The research has continued to this day, heavier and heavier “bullet” nuclei have been required, but most heavier bullets cause spallation in their target nuclei. So far the heaviest element ever synthesized is element 118, recently named Oganesson. It was created in Dubna, Russia using what is probably the most perfect bullet for heavy element synthesis, Calcium 48.
They make the world’s most expensive calcium carbonate in Dubna. I estimate that a pack of Rolaids like this one would cost at least six million of it was made with Dubna’s special isotopically pure blend. Remember, isotope separation is always expensive, and the more stable isotopes an element has, the harder it is to get its rare isotopes.
Calcium has eight stable isotopes. I’ll let Sir Martyn of Nottingham explain why Calcium 48 is so important.
That little vial has about a twelfth the amount of calcium carbonate as there is in a pack of Rolaids.
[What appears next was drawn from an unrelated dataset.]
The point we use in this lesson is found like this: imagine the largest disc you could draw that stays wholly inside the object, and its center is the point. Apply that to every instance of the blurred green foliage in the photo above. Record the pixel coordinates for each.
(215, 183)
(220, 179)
As the video mentions, Dubna is not going to be able to use their magic calcium to go beyond element 118. They are investigating heavier bullets, but none is as promising as their special calcium. Dubna has also considered using a heavier target, such as Einsteinium, but that element is synthesized only at Oak Ridge, and the price is out of reach.
If you are interested in all four of the elements recognized and named within the last year I recommend this review from Martyn Poliakoff.
Now that there’s no more for Calcium 48 left to do, it will likely be a long time before we have any more nuclear alchemy.